Great care has to be taken in order not to stir up any social disquiet and hostile reaction against some of the ethnic communities among us.
But the home secretary (whose main role is to ensure public safety and security) obviously does not think such caution is necessary. For her, it was a golden opportunity to take a potshot at the “dysfunctional” asylum system and the “whole professional legal services industry that has based itself on the rights of appeal”.
Well done, Priti Patel! You have held yourself up as a role model for the agitators of dangerous ill-content.
Rosa Wei-Ling Chang
Sheffield
Oh no, he’s not
The phenomenon of Boris Johnson now suddenly toning down the jingoistic bluster to “save Christmas” is the shoddiest pantomime possible.
In this one – Johnson desperately papers over more and more and ever wider and deeper cracks (presumably with gold wallpaper) while the house of cards (all jokers) tumbles down around him and the rest of Britain.
And yes there are mixed and messy metaphors here just as there is mixed up and incredibly messy populism driving every harm that is currently happening to the UK.
If only it were “behind us”.
Amanda Baker
Edinburgh, Scotland
HS2 replacement
Apropos today’s announcement that the government is scrapping the HS2 link to Leeds. If everything that’s going to replace HS2 is going to be so much better than HS2, as the government claims, then why isn’t the government also scrapping the link to Manchester?
Bill McKinnon
Leeds
Standard behaviour
The reports of racism shown towards Azeem Rafiq and now, Ebony Rainford-Brent, does not surprise me in the least. It is standard behaviour of those who, while proclaiming they are not supremacists, certainly behave as though they are.
Heather Grey
Address supplied
We need hope not fear
Possibly the most saddening comment that I increasingly hear made by young people in our society is that they cannot contemplate bringing children into this world and will walk away from the possibility of having a family.
Now, I also hear elderly parents who have lovingly brought up a family say that in the present world they would not consider it. This is a tragic indictment of where we are as a nation. Quite understandable concerns about the future have clearly been transformed into fear.

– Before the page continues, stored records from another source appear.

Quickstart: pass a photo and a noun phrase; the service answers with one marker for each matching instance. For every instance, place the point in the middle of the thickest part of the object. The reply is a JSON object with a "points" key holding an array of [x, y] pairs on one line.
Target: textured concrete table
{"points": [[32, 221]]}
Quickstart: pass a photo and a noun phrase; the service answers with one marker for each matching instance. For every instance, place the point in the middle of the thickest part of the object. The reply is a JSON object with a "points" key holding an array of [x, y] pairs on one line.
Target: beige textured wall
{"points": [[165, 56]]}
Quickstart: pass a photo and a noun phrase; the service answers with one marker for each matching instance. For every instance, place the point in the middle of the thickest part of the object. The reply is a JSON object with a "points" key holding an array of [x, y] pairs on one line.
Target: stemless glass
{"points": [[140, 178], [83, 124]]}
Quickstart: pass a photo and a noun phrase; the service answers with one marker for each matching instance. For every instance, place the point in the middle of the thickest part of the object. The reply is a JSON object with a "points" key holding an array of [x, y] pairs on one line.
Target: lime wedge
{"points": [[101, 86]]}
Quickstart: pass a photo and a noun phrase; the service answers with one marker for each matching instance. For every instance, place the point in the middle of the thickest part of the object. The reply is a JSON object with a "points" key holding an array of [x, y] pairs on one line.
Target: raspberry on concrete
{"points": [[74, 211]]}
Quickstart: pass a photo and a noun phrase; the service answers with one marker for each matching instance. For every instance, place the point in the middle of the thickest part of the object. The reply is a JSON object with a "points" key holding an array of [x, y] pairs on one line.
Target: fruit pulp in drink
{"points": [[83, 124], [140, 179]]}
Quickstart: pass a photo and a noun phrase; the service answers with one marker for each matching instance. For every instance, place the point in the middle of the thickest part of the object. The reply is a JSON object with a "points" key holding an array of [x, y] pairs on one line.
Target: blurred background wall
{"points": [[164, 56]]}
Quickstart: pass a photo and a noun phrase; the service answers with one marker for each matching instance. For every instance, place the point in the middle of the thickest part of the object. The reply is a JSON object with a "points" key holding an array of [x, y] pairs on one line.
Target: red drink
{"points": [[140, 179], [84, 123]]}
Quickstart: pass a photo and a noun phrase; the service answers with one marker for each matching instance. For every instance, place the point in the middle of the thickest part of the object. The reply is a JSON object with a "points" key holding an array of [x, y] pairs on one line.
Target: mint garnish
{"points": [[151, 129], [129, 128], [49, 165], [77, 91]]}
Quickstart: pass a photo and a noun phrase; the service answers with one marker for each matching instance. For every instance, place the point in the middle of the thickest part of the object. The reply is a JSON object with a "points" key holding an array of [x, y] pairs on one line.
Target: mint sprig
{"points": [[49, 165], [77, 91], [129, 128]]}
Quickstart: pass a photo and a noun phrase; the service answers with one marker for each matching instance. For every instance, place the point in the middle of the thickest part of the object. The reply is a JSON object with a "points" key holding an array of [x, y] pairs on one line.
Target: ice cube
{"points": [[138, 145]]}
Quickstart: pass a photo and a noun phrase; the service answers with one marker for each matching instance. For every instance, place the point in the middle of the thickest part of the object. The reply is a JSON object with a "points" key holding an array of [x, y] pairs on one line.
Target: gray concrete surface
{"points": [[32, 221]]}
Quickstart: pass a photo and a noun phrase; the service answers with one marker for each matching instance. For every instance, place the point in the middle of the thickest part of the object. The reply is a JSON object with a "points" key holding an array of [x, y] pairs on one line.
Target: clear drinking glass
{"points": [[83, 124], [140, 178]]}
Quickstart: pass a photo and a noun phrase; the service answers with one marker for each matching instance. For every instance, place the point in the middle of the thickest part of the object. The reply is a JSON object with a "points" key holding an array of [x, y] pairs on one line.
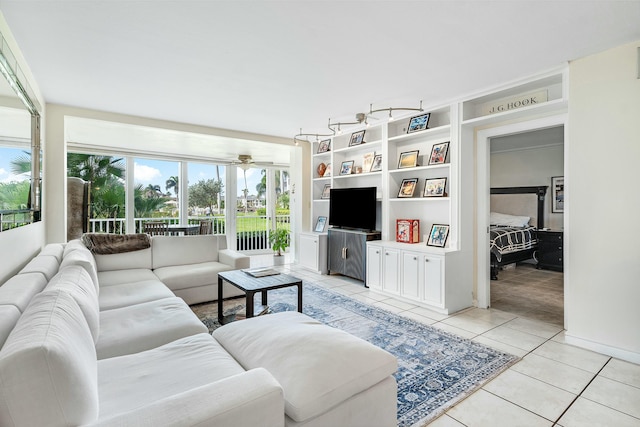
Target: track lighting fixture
{"points": [[336, 128]]}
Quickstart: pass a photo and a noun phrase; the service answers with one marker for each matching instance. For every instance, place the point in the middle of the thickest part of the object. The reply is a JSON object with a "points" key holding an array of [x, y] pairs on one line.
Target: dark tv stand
{"points": [[347, 252]]}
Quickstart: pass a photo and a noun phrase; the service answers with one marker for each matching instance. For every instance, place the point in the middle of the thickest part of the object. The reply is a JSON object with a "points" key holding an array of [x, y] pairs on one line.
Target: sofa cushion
{"points": [[9, 315], [47, 265], [118, 277], [125, 294], [190, 275], [75, 280], [48, 367], [145, 326], [20, 289], [84, 259], [180, 250], [164, 371], [317, 366], [125, 261], [54, 249]]}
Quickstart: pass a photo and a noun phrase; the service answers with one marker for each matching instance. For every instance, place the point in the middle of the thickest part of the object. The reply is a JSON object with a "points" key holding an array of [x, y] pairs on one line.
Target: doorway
{"points": [[522, 154]]}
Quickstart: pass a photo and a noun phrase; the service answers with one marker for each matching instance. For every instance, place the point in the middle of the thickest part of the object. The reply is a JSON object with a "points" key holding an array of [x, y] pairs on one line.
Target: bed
{"points": [[516, 215]]}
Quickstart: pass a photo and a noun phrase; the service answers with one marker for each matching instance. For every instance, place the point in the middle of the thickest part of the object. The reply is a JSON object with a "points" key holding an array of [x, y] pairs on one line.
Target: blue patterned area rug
{"points": [[436, 369]]}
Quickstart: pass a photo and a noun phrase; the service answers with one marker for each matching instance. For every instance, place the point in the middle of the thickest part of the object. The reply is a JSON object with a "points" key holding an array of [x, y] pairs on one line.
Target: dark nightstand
{"points": [[550, 249]]}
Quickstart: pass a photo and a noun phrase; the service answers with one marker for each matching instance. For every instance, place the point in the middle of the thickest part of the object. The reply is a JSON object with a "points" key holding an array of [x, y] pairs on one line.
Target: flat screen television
{"points": [[353, 208]]}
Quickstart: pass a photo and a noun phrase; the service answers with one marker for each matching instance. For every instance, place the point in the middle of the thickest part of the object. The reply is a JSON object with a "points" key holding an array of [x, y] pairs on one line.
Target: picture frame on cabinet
{"points": [[408, 187], [357, 138], [439, 153], [376, 166], [418, 123], [320, 224], [408, 159], [557, 194], [435, 187], [438, 235], [326, 191], [346, 168], [324, 146]]}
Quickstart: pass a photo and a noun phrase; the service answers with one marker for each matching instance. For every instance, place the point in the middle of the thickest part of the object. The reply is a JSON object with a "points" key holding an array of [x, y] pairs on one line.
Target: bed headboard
{"points": [[523, 201]]}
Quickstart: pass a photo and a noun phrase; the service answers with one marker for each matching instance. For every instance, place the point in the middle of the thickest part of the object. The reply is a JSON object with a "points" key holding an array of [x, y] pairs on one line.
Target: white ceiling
{"points": [[273, 67]]}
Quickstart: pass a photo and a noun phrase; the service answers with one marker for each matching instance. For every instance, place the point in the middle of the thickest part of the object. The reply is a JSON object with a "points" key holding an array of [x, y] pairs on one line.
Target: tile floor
{"points": [[554, 384]]}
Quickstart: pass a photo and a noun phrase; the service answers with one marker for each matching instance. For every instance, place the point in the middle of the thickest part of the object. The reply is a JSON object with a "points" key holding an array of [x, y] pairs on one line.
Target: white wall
{"points": [[530, 167], [17, 246], [603, 169]]}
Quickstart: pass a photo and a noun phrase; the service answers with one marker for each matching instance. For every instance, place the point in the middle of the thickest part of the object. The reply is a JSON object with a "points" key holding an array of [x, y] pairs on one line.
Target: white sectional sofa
{"points": [[83, 342]]}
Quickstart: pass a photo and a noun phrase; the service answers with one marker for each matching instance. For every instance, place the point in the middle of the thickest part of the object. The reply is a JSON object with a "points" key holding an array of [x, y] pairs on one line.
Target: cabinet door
{"points": [[336, 246], [374, 266], [410, 274], [433, 282], [390, 270], [309, 251], [354, 261]]}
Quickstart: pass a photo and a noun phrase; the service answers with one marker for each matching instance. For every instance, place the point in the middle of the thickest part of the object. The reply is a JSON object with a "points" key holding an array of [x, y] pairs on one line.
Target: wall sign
{"points": [[513, 102]]}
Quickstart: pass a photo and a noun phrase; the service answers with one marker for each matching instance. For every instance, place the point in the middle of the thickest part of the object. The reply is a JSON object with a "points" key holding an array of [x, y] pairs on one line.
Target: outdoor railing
{"points": [[251, 231], [15, 218]]}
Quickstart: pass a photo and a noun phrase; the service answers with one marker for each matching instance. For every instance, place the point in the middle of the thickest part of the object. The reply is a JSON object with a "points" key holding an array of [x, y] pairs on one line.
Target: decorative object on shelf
{"points": [[322, 168], [418, 123], [326, 191], [408, 187], [357, 138], [438, 235], [408, 230], [367, 161], [408, 159], [346, 168], [324, 146], [376, 166], [322, 221], [557, 194], [439, 153], [434, 187]]}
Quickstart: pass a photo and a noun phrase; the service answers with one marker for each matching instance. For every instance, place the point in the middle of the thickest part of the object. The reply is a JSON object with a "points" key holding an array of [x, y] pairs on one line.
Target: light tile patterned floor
{"points": [[554, 384]]}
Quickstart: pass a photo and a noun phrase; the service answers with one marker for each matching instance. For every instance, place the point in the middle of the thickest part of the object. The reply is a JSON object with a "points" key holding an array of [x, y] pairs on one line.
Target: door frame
{"points": [[483, 185]]}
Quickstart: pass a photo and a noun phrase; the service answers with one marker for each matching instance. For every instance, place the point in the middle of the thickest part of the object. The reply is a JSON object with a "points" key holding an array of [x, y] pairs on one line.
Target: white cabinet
{"points": [[430, 277], [313, 251], [374, 266]]}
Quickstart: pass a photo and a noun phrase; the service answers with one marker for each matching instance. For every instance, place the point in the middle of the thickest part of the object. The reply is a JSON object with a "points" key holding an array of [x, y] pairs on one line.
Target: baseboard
{"points": [[618, 353]]}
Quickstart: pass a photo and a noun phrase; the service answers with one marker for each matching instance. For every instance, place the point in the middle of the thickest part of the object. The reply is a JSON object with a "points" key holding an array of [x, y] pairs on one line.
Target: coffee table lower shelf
{"points": [[251, 285]]}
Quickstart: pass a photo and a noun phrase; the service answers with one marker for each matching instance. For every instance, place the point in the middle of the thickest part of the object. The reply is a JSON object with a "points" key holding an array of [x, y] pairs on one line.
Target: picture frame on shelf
{"points": [[418, 123], [320, 224], [557, 194], [435, 187], [438, 235], [357, 138], [324, 146], [408, 187], [321, 169], [326, 191], [408, 159], [346, 167], [367, 161], [439, 153], [408, 230], [376, 166]]}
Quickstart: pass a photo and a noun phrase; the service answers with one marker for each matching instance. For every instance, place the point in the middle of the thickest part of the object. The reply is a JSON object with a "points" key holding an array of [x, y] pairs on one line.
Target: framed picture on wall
{"points": [[557, 193]]}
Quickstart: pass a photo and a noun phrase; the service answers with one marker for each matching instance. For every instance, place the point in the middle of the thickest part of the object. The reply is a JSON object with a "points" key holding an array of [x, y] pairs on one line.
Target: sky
{"points": [[147, 171]]}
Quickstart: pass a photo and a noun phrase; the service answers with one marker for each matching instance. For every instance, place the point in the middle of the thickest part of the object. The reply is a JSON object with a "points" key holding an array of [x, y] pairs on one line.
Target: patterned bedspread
{"points": [[506, 240]]}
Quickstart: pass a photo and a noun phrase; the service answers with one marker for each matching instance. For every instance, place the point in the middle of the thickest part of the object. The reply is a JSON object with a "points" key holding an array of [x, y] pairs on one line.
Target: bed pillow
{"points": [[507, 220]]}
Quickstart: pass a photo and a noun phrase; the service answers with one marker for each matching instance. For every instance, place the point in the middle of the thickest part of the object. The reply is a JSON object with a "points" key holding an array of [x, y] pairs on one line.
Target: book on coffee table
{"points": [[261, 271]]}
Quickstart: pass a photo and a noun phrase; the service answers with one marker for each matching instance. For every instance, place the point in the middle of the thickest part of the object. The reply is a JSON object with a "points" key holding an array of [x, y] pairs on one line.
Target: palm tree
{"points": [[172, 183]]}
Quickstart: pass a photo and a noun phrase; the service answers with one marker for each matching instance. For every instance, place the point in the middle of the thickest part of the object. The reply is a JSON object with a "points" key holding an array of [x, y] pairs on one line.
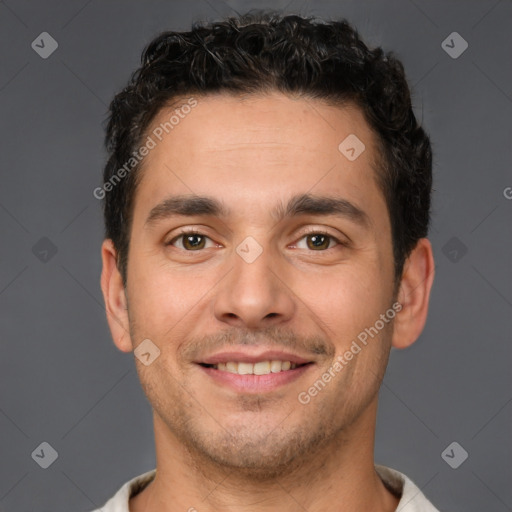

Our world does face an uncertain future and we will be in desperate need of talented, visionary leadership. The growing fear in this country is that we are passengers in the back seat of a car being driven by an unqualified, inebriated driver with no idea of our destination, the route to take or indeed the rules of the road.
The word “hopeless” is increasingly being associated with our prime minister and it’s unfortunate that it is our nation that is feeling a total lack of hope as a result of his unprincipled lack of vision.